The Dec. 1 Day of Action in support of the Craft Beverage Modernization and Tax Reform Act (CBMTRA) resulted in more than 37,000 contacts with federal legislators in support of passing the bill and making the current federal excise tax (FET) rates permanent.
The Brewers Association, state brewers’ guilds, and breweries from across the country were joined by other alcohol producers and suppliers in their efforts to encourage congress to pass the CBMTRA before the existing excise tax rates expire on Dec. 31, 2020.
The push to make the FET rates permanent has been ongoing since the language recalibrating the FET rates was included as a two-year provision in the 2017 Tax Cuts and Jobs Act. The CBMTRA has proven to be very popular in Congress and has the support of 351 representatives and 77 senators, making it one of the most broadly supported bipartisan pieces of legislation in Washington, D.C. The bill has also found support across industries, including agriculture, manufacturing, and retail.
Small and independent breweries have benefitted greatly from the current rates, using the money that they saved to reinvest in their businesses and hire new employees. At the end of the 2019, more than 8,300 craft breweries directly employed 160,000 people, and 25,000 of those jobs were created in 2018 and 2019.

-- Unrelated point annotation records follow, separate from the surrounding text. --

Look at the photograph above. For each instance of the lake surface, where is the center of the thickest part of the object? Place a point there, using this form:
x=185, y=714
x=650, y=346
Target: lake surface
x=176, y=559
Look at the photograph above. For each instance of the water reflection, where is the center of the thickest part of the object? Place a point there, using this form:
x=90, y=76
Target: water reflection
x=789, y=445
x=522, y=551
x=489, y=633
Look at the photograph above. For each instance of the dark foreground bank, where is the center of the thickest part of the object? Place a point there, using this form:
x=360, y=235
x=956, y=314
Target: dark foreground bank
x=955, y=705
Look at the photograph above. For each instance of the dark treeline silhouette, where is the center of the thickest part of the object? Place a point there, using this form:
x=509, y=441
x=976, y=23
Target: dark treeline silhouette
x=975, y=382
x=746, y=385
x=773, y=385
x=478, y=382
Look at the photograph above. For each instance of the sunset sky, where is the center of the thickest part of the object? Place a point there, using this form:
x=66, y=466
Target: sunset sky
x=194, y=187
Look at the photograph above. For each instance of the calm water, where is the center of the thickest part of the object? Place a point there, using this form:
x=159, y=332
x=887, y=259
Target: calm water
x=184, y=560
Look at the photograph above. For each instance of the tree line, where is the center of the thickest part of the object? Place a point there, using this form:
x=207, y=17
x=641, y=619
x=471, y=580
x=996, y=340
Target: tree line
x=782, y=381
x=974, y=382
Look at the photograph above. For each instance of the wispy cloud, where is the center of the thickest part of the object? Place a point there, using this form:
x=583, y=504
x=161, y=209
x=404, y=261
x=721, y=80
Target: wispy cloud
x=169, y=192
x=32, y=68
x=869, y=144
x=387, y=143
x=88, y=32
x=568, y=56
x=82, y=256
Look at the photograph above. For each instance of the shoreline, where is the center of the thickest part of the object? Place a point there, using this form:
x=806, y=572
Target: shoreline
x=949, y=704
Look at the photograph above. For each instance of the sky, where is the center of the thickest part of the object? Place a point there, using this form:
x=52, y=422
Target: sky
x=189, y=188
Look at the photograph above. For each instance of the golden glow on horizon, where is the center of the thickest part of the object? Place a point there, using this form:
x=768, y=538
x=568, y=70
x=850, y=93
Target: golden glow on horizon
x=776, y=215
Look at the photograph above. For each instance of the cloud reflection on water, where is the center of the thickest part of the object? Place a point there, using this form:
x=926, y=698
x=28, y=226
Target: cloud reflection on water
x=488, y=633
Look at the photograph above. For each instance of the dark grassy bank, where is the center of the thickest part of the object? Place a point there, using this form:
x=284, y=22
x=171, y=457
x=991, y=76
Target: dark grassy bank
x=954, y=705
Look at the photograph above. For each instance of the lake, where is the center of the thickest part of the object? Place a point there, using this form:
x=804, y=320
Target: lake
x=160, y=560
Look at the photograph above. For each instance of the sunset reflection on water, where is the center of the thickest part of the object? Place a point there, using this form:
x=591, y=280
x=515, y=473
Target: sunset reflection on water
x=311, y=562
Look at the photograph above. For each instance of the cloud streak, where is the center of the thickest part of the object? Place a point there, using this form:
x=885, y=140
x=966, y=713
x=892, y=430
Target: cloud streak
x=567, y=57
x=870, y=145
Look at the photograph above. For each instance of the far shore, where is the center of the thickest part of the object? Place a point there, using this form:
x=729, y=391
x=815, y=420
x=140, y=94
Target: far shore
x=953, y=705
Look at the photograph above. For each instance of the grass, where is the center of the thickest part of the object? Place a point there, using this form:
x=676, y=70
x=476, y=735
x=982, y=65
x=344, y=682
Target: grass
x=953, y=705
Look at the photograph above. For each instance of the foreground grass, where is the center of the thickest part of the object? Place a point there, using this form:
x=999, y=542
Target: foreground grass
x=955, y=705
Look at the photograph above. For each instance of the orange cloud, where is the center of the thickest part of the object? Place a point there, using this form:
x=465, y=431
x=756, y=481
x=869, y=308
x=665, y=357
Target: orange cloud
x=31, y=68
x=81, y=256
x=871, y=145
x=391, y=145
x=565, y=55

Making the FET rates permanent and providing breweries with certainty is a top priority, especially in the midst of the COVID-19 pandemic. If the current rates are allowed to expire, a majority of breweries would see their FET increase by 100%, which would be devastating at a time when they are working to recover.

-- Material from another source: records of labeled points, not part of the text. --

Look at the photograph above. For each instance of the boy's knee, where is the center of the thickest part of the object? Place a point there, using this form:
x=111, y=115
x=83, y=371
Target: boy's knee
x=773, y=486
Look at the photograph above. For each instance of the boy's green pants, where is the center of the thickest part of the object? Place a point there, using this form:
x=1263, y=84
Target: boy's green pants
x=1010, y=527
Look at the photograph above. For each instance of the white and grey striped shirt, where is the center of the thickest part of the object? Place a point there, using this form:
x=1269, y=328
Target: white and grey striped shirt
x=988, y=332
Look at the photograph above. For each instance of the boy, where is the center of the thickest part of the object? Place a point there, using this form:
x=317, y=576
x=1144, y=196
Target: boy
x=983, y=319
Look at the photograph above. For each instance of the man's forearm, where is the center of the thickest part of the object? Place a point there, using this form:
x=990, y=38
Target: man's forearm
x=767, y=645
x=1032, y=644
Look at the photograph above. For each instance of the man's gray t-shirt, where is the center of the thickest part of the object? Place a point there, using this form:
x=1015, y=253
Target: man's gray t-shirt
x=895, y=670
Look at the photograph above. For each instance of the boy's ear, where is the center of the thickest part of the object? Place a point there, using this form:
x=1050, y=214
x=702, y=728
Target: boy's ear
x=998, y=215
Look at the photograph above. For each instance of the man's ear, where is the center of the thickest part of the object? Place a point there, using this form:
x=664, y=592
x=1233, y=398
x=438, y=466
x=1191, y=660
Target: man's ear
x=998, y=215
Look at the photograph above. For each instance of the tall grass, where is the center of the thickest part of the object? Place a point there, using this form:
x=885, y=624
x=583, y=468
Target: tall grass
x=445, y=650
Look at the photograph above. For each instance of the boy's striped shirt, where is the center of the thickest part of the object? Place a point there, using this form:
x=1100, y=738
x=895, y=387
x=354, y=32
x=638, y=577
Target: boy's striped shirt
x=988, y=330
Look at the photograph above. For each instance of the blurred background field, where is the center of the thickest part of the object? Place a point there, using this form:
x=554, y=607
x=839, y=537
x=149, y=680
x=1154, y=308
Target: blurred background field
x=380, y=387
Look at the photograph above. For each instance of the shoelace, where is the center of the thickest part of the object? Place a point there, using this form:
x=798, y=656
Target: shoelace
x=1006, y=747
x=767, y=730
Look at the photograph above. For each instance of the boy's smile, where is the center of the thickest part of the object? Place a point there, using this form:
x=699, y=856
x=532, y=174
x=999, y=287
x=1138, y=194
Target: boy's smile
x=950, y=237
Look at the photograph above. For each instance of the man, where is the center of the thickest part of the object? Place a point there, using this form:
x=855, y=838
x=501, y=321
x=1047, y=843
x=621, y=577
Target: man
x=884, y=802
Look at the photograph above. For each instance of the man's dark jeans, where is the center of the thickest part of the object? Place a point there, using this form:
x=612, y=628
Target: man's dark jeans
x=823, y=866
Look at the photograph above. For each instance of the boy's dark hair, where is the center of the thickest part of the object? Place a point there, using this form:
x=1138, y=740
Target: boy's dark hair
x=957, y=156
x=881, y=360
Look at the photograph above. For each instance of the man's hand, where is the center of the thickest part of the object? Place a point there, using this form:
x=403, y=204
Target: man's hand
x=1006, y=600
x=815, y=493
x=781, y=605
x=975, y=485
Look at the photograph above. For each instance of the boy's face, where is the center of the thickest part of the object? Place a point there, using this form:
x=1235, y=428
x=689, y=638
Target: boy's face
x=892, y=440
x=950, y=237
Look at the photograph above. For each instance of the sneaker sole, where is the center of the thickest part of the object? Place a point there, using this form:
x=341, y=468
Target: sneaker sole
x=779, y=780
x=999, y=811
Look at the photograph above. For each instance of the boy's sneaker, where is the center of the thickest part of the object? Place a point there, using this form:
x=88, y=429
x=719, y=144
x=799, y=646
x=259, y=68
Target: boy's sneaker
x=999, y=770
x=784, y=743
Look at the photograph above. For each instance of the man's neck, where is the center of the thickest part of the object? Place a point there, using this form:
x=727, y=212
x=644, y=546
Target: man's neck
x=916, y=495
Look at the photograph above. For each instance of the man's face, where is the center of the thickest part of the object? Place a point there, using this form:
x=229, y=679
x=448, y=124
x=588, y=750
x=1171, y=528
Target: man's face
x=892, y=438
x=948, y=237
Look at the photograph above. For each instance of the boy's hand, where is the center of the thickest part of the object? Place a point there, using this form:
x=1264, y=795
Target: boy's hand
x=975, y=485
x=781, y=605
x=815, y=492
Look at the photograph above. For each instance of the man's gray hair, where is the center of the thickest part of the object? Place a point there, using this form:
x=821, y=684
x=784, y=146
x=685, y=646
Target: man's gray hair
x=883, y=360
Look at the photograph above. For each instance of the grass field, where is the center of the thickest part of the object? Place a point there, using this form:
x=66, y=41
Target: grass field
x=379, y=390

Breweries can still contact their elected officials about the CBMTRA. The form for CBMTRA outreach will remain open until the end of this legislative session.

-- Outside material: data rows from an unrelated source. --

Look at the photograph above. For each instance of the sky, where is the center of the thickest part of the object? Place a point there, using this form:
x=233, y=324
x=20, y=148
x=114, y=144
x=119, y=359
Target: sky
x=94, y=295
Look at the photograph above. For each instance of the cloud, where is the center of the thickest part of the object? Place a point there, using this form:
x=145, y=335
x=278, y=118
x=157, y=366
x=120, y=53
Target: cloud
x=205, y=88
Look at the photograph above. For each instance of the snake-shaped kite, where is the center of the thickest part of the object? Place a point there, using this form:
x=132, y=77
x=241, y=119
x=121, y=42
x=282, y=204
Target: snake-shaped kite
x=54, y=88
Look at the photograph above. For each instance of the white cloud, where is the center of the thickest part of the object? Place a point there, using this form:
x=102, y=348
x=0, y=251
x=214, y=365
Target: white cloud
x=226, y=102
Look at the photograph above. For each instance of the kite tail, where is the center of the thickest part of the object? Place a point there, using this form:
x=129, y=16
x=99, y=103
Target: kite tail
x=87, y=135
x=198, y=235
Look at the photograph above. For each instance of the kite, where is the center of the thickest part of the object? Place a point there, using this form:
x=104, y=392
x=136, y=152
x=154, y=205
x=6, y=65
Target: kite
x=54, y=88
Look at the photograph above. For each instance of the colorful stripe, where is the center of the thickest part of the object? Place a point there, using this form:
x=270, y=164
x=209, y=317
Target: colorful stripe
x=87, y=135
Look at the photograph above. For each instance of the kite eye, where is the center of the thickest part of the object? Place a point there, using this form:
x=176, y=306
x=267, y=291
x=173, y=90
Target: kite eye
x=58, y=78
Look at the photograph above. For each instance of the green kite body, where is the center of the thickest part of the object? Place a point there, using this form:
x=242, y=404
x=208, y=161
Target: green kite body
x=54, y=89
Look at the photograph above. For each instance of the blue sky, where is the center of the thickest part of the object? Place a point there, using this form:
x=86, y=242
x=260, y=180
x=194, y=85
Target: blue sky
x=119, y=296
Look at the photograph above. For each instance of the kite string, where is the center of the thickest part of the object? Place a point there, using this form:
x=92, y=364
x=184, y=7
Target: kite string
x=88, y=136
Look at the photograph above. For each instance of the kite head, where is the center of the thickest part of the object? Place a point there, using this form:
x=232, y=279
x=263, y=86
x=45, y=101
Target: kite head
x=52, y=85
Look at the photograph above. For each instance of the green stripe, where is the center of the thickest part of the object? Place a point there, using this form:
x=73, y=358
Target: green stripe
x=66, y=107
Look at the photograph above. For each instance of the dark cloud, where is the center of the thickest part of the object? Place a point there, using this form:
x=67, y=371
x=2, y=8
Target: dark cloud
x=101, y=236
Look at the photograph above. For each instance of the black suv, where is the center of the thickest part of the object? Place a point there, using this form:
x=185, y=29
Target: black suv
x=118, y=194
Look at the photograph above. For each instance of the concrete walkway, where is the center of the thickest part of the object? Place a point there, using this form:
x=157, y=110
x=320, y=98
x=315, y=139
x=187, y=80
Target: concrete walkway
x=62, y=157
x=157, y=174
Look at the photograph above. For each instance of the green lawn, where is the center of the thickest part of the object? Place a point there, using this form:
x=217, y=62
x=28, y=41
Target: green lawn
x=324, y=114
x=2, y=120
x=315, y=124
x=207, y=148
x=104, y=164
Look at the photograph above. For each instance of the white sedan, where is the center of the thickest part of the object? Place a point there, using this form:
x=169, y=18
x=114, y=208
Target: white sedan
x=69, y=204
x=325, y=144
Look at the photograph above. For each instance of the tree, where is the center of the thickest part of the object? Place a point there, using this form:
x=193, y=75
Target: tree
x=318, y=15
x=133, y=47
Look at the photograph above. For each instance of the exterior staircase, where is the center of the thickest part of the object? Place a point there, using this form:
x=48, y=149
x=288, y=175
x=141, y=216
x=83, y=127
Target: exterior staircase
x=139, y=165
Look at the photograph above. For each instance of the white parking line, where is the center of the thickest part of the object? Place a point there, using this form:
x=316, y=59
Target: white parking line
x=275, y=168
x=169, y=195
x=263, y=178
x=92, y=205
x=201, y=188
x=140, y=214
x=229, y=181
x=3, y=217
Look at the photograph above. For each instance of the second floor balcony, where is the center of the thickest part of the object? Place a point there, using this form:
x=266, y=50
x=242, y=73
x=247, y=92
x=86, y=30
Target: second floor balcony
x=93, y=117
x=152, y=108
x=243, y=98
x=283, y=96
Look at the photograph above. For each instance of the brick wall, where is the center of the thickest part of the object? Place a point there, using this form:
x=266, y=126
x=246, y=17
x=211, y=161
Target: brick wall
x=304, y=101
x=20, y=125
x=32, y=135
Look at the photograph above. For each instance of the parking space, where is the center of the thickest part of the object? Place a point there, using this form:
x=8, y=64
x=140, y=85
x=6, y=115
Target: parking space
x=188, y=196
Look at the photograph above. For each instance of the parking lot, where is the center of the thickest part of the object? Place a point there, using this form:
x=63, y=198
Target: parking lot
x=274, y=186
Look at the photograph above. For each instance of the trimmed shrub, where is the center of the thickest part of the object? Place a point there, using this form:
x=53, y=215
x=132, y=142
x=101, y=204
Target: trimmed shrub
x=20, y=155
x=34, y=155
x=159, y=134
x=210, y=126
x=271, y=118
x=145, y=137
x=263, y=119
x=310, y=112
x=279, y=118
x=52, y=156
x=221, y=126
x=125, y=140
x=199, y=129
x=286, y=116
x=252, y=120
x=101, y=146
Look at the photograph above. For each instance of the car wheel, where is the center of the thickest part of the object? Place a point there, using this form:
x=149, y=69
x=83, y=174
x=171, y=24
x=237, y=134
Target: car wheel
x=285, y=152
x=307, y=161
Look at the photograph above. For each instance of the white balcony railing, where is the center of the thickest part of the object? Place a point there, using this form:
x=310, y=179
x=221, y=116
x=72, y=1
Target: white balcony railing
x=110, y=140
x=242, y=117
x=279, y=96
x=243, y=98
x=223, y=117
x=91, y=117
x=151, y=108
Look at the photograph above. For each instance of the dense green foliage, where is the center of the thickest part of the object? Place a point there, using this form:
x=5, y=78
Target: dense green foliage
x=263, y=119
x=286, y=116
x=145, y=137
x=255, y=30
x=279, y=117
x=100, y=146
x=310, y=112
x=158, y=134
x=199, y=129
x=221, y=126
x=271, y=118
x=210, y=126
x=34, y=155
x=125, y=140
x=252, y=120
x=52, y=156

The CBMTRA Day of Action is one of the ways that the Brewers Association is advocating for our members in Washington, D.C. Our efforts are also focusing on the next round of coronavirus relief; passing the RESTAURANTS Act to provide grants for breweries and the hospitality industry; providing more funding for the Payroll Protection Program and allowing small businesses to apply for additional loans; fixing tax and regulatory issues in the CARES Act; extending Section 1112 of the CARES Act; and encouraging a one-time tax credit for perishable goods.